Le rendement des obligations allemandes à 10 ans, l'indice de référence de la zone euro, a chuté de 10 points de base pour atteindre son niveau le plus bas depuis que la Banque centrale européenne (BCE) a ouvert la porte à des hausses de taux cette année le 3 février. Les rendements évoluent inversement aux prix.

Le rendement était sur le point de connaître sa plus forte baisse journalière depuis l'apogée de la pandémie de coronavirus en mars 2020, mais il a progressivement réduit ses pertes vers la fin de la session.

À 1554 GMT, le rendement à 10 ans de l'Allemagne était en baisse d'environ 7 points de base à 0,151%.

Les obligations indexées sur l'inflation ont connu le plus grand rallye, avec le rendement réel à 10 ans de l'Allemagne en baisse de 17 points de base.

Les rendements des obligations indexées sur l'inflation, que les investisseurs utilisent pour se protéger contre les hausses de prix, ont baissé plus rapidement que les rendements des obligations conventionnelles cette semaine.

Les prix de l'énergie ont grimpé en raison de la crise en Ukraine, alimentant les inquiétudes concernant l'inflation, qui a déjà atteint un niveau record dans la zone euro.

Un indicateur de marché des prévisions d'inflation à court terme a fortement augmenté jeudi, tandis que les prévisions à plus long terme ont également atteint leur plus haut niveau en cinq semaines.

"Le conflit ... nous fait faire un pas important vers la stagflation, qui se caractérise par des prix plus élevés mais une croissance plus lente.
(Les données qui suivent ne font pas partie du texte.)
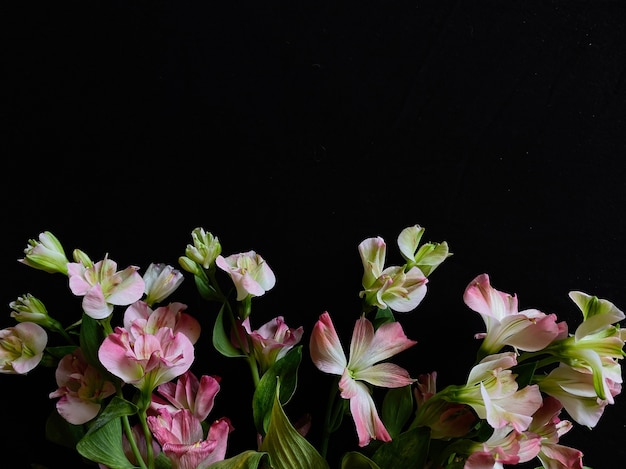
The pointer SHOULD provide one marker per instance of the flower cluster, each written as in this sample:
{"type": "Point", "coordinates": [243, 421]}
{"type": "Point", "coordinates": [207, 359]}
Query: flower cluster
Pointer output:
{"type": "Point", "coordinates": [125, 387]}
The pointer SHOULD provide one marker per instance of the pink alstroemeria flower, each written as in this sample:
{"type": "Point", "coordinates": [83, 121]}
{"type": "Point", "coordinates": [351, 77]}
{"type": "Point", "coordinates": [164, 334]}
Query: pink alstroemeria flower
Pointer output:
{"type": "Point", "coordinates": [547, 424]}
{"type": "Point", "coordinates": [597, 344]}
{"type": "Point", "coordinates": [146, 360]}
{"type": "Point", "coordinates": [390, 287]}
{"type": "Point", "coordinates": [161, 280]}
{"type": "Point", "coordinates": [182, 440]}
{"type": "Point", "coordinates": [82, 388]}
{"type": "Point", "coordinates": [140, 317]}
{"type": "Point", "coordinates": [528, 330]}
{"type": "Point", "coordinates": [505, 446]}
{"type": "Point", "coordinates": [188, 392]}
{"type": "Point", "coordinates": [103, 286]}
{"type": "Point", "coordinates": [367, 349]}
{"type": "Point", "coordinates": [576, 391]}
{"type": "Point", "coordinates": [492, 391]}
{"type": "Point", "coordinates": [271, 341]}
{"type": "Point", "coordinates": [21, 347]}
{"type": "Point", "coordinates": [249, 272]}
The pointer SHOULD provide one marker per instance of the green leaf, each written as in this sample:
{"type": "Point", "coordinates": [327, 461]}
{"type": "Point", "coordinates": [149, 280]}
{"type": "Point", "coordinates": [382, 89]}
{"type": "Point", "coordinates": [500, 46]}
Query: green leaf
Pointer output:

Il s'agit d'une continuation significative d'une série de chocs négatifs (de la chaîne d'approvisionnement) remarquablement nombreux et sans lien entre eux", a déclaré Richard McGuire, responsable de la stratégie des taux chez Rabobank.

Les rendements des obligations à deux ans - sensibles aux attentes en matière d'inflation et de taux d'intérêt à court terme - ont moins baissé que ceux des obligations à plus long terme. Cela a permis d'aplatir la courbe des rendements à deux ans et à dix ans, qui est devenue la plus étroite depuis le 10 février, ce qui témoigne de l'inquiétude suscitée par les perspectives de croissance.

L'accent a été mis sur les conséquences du conflit ukrainien pour la BCE. Avant l'invasion, les économistes s'attendaient à ce que la BCE mette fin à ses achats d'obligations d'ici septembre et à ce que les taux d'intérêt augmentent cette année en réponse à une inflation record.

Les marchés monétaires ont continué à réduire les paris sur les hausses de taux de la BCE, mais ils prévoient toujours environ 34 points de base de hausses d'ici la fin de l'année, contre environ 40 points de base avant l'invasion.

L'invasion "accroît le problème auquel (les banques centrales) ont déjà été confrontées et face auquel elles ont capitulé, à savoir une inflation plus élevée poussée par les coûts", a déclaré M. McGuire de Rabobank.

Les décideurs de la BCE se sont réunis jeudi pour une réunion informelle, annoncée la semaine dernière.

Dans la déclaration la plus prudente d'un responsable politique à ce jour, le gouverneur de la banque centrale grecque, Yannis Stournaras, a déclaré que la BCE devrait poursuivre ses achats d'obligations au moins jusqu'à la fin de l'année et les laisser ouverts pour amortir toute retombée de l'Ukraine, car les perspectives économiques sont "beaucoup plus incertaines".

Les analystes ont noté que le conflit pourrait inciter la BCE à ralentir le retrait de ses mesures de relance.

L'un des signes a été une réaction moins importante que prévu des obligations de l'Europe du Sud, principaux bénéficiaires des mesures de relance de la BCE. En Italie, la prime de risque par rapport aux obligations allemandes, très surveillée, a atteint 177 points de base à un moment donné, avant de retomber à 162 points de base.

Sur les marchés du crédit, le coût de l'assurance d'une exposition à un panier d'obligations d'entreprises européennes à haut rendement a atteint son plus haut niveau depuis octobre 2020.